Tuesday, February 12, 2013

Tuesday Recipe: Orange Pecan Chicken



I love the flavor of pecans and walnuts, especially when roasted, or cooked with other foods. Another very simple recipe, without having to utilize a lot.


Chicken breasts, or thighs. Preference to taste/how many people you are feeding. This picture 2 large, and one small breast pieces.

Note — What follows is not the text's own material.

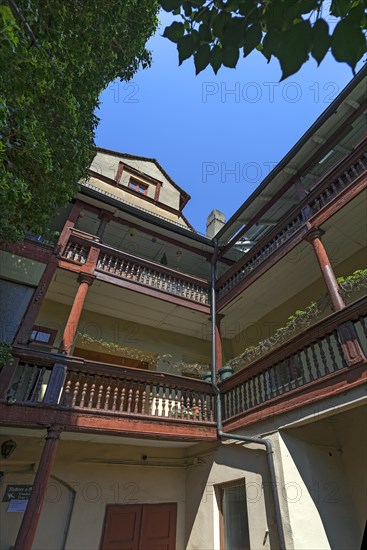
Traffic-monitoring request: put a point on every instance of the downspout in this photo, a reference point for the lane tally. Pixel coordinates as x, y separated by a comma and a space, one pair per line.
246, 439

Tuesday Recipe: Orange Pecan Chicken

Chicken
1/2 cup pecans
2 oranges
2 tbsp soy sauce
1 tbsp honey
2 tsp salt
2-3 tabs of butter


1. You can cut up the chicken into medallions, or leave whole, if you cut it up though, it will require half the time to cook. Turn oven to 350 degrees.
2. In stove top pan combine zest from oranges and then squeeze juice. Add rest of the ingredients and allow to warm over low heat and flavors to mix.
3. If chicken is in medallions, add to mixture, and then transfer to an oven safe dish. If not pour pecan/orange sauce mixture over chicken in an oven safe container. Place in oven and let cook for 10 minute windows. After 10 minutes, spoon liquid mixture and pecans onto chicken (or mix medallions up with sauce). Continue to do this for 30 minutes for medallions and small/medium breasts, or 40 minutes for larger breasts.
4. Options exist. You can add scallions, garlic for a more traditional "orange chicken" flavor, or pepper, sriracha for a spicier pepper flavor, or a little maple syrup/honey for a sweeter nutty flavor.